OSHA's Ergonomics Showdown With Amazon Ends in a Corporate-Wide Settlement Covering Every US Warehouse
WASHINGTON — The biggest ergonomics enforcement push OSHA has mounted in over a decade ended not with a trial but with a signature. On December 19, 2024, the agency announced a corporate-wide settlement with Amazon resolving ergonomics citations at ten facilities and extending safety commitments to every Amazon fulfillment center, sortation center and delivery station under federal OSHA jurisdiction — several hundred thousand workers.
The Investigation
Starting in the summer of 2022, following referrals from federal prosecutors in New York, OSHA inspected Amazon warehouses across the country. In January 2023 it cited the company for ergonomic hazards at fulfillment centers in Deltona, Florida; Waukegan, Illinois; and New Windsor, New York, proposing $60,269 in penalties — the maximum available, since ergonomics has no dedicated standard and must be cited under the OSH Act’s General Duty Clause. Inspectors documented high-frequency lifting of heavy items, awkward twisting and bending postures, and long hours that together put workers at high risk of lower-back injuries and other musculoskeletal disorders. Similar citations followed at warehouses in Colorado, Idaho, New York and New Jersey through 2023.
“Each of these inspections found work processes that were designed for speed but not safety, and they resulted in serious worker injuries,” said Doug Parker, Assistant Secretary of Labor for Occupational Safety and Health, when the first citations landed.
The Settlement
With ten cases headed for trial in 2025, Amazon agreed to pay $145,000 — over 90% of the assessed penalties — and, more importantly, to structural changes: a corporate ergonomics team conducting annual risk assessments and piloting engineering controls, a designated Site Ergonomics Lead at every facility, multiple reporting channels for workers including anonymous ones, and biannual meetings with OSHA to review injury trends. “This corporate-wide settlement agreement focuses on improving conditions for several hundred thousand Amazon workers nationwide,” Parker said. OSHA keeps its full inspection and enforcement authority throughout.
Lessons to Take Home
Musculoskeletal injuries don’t make dramatic headlines — no explosion, no fall — yet they are among the most common serious workplace injuries in America, and this case proves OSHA can and will pursue them even without a specific ergonomics standard on the books (Congress repealed the last one in 2001, a story we tell in our history of OSHA).

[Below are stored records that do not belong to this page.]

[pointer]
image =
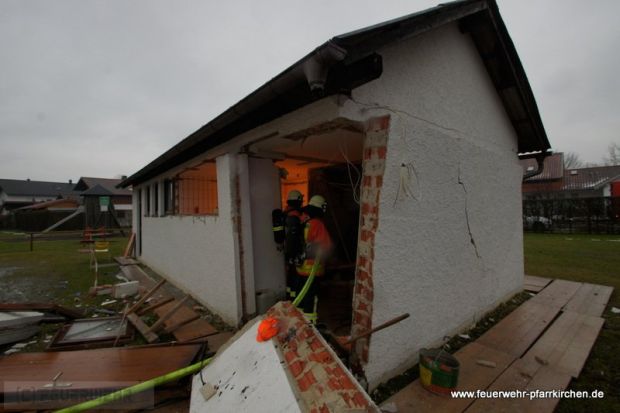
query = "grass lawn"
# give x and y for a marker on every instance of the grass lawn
(594, 259)
(55, 271)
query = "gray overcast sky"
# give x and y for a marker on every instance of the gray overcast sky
(100, 88)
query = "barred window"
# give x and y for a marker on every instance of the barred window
(147, 199)
(195, 191)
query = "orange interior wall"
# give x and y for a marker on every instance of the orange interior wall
(297, 178)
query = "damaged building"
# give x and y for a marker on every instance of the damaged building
(411, 130)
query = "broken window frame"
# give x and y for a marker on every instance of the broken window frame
(176, 197)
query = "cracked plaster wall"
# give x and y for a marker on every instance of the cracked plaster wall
(199, 254)
(452, 249)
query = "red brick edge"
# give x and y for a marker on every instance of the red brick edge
(375, 150)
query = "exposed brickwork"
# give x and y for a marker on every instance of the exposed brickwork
(323, 383)
(375, 151)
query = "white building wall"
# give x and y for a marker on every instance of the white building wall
(449, 128)
(199, 254)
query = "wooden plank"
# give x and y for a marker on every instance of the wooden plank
(130, 245)
(590, 299)
(188, 332)
(518, 330)
(142, 327)
(154, 305)
(44, 307)
(175, 306)
(196, 329)
(145, 297)
(126, 261)
(92, 369)
(534, 283)
(556, 294)
(134, 272)
(216, 341)
(565, 346)
(174, 327)
(472, 377)
(516, 378)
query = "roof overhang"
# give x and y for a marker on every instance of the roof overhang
(351, 60)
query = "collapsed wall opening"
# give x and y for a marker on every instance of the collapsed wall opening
(326, 163)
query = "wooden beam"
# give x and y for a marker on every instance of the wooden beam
(146, 296)
(169, 314)
(157, 304)
(141, 326)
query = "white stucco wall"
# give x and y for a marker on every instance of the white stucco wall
(449, 125)
(200, 254)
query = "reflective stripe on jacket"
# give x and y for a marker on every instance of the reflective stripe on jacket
(315, 235)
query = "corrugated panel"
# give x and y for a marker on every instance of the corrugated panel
(589, 178)
(35, 188)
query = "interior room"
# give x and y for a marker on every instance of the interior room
(326, 163)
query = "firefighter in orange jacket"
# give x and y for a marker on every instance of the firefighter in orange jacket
(316, 239)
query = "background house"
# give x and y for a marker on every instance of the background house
(571, 200)
(411, 129)
(37, 206)
(15, 193)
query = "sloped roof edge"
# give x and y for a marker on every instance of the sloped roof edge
(352, 60)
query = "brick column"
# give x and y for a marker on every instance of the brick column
(373, 165)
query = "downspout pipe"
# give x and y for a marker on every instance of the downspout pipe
(540, 160)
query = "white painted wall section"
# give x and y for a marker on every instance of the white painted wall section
(269, 272)
(200, 253)
(455, 250)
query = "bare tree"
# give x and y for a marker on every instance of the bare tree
(613, 154)
(572, 160)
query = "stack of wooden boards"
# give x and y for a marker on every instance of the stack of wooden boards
(541, 345)
(174, 316)
(50, 380)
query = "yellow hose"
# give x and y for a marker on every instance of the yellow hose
(129, 391)
(309, 281)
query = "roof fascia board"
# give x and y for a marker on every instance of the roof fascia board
(317, 112)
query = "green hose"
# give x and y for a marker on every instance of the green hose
(129, 391)
(309, 281)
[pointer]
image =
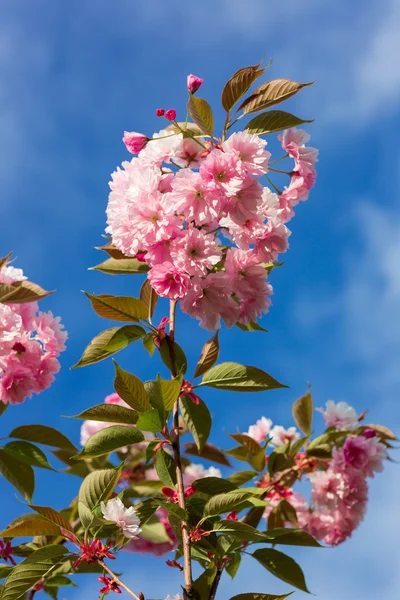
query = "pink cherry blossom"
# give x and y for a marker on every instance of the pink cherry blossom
(341, 416)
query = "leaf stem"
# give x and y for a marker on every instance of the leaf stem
(118, 581)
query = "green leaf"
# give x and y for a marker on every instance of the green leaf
(252, 326)
(270, 93)
(131, 389)
(282, 566)
(98, 486)
(208, 356)
(274, 120)
(197, 418)
(222, 503)
(118, 308)
(179, 365)
(235, 377)
(122, 266)
(109, 342)
(110, 439)
(19, 474)
(260, 596)
(238, 85)
(214, 485)
(201, 113)
(42, 434)
(28, 453)
(31, 570)
(150, 421)
(109, 413)
(209, 452)
(149, 297)
(31, 527)
(241, 477)
(302, 411)
(53, 516)
(165, 467)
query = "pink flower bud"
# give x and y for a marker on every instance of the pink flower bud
(134, 142)
(170, 114)
(194, 83)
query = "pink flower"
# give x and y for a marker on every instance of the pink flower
(169, 281)
(195, 252)
(134, 142)
(260, 430)
(281, 436)
(193, 83)
(250, 151)
(170, 114)
(341, 416)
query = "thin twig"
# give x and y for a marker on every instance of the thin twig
(118, 581)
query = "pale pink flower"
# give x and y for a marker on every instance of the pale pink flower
(250, 151)
(195, 252)
(169, 281)
(341, 416)
(50, 332)
(260, 430)
(193, 83)
(134, 142)
(281, 436)
(197, 471)
(125, 518)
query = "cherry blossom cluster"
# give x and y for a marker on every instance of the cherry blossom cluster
(196, 212)
(30, 343)
(339, 488)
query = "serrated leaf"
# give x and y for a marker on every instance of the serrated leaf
(270, 93)
(98, 486)
(241, 378)
(19, 474)
(109, 413)
(150, 421)
(118, 308)
(31, 527)
(273, 120)
(53, 516)
(149, 297)
(197, 418)
(179, 364)
(165, 467)
(201, 113)
(209, 452)
(31, 570)
(302, 411)
(28, 453)
(131, 389)
(238, 85)
(42, 434)
(208, 356)
(110, 439)
(282, 566)
(122, 266)
(222, 503)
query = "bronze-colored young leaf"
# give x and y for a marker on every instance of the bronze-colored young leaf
(149, 297)
(274, 120)
(118, 308)
(270, 93)
(302, 411)
(131, 389)
(121, 266)
(201, 113)
(208, 356)
(238, 85)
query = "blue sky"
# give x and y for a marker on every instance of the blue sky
(73, 76)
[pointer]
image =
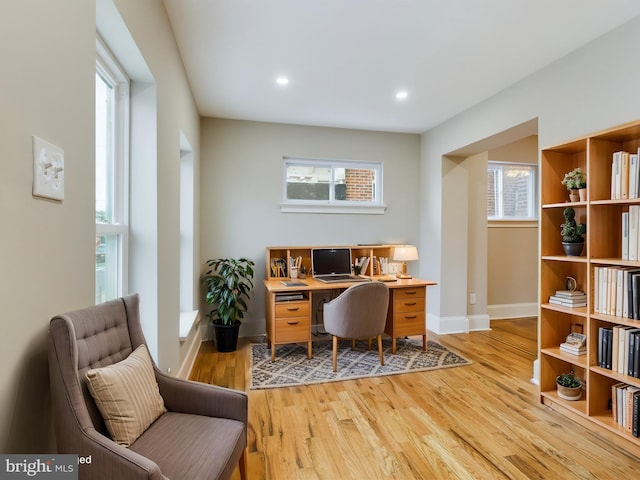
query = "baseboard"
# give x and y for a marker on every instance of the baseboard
(513, 310)
(447, 325)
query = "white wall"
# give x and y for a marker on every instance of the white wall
(47, 248)
(241, 188)
(590, 89)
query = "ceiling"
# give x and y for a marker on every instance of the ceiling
(347, 59)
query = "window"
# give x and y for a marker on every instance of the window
(112, 140)
(511, 191)
(336, 185)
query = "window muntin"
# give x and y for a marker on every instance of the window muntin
(511, 191)
(332, 182)
(112, 115)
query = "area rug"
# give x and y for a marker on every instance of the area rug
(292, 367)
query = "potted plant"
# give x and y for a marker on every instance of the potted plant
(576, 183)
(228, 285)
(569, 386)
(572, 233)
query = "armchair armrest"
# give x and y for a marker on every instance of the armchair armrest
(185, 396)
(110, 460)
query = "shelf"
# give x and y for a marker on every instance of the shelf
(603, 248)
(618, 377)
(551, 397)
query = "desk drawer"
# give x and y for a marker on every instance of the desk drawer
(415, 304)
(410, 323)
(407, 293)
(292, 309)
(292, 329)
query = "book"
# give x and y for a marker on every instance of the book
(633, 175)
(634, 218)
(625, 235)
(564, 347)
(292, 283)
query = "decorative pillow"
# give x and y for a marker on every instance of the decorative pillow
(127, 396)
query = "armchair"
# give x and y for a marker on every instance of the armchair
(202, 434)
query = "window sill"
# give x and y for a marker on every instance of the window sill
(348, 209)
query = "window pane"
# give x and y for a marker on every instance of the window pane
(308, 182)
(358, 185)
(104, 151)
(511, 191)
(107, 262)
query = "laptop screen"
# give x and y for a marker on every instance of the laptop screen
(326, 261)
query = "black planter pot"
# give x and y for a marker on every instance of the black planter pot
(573, 249)
(227, 336)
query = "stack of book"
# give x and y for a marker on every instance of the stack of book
(569, 298)
(575, 344)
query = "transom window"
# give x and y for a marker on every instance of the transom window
(337, 185)
(511, 191)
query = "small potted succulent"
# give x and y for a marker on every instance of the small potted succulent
(572, 233)
(576, 183)
(569, 386)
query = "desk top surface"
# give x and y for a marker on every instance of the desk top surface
(310, 283)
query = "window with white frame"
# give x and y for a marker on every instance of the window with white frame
(340, 185)
(112, 147)
(511, 191)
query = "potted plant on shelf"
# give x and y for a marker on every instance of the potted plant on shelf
(228, 285)
(576, 183)
(569, 386)
(572, 233)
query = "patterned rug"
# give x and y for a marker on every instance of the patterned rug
(292, 367)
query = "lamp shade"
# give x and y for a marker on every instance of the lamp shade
(405, 253)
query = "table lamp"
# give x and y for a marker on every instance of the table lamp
(404, 254)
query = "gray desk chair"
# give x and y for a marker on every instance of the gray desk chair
(201, 435)
(360, 312)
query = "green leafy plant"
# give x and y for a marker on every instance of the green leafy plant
(568, 380)
(571, 231)
(575, 179)
(228, 285)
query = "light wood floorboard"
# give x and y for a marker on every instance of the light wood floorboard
(482, 421)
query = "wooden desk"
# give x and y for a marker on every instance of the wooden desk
(290, 321)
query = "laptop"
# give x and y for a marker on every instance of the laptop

For your own operation, the playbook is in the settlement itself: assess the lifting, reaching and twisting your job tasks actually demand; fix the worst of it with engineering — workstation heights, mechanical assists, rotation; and give workers an easy way to report the aches that come before the injuries, just as they would report any other near miss. Sore backs are data. Start collecting it, and remind your crew of all the reasons to work safe — including the ones that only show up twenty years later.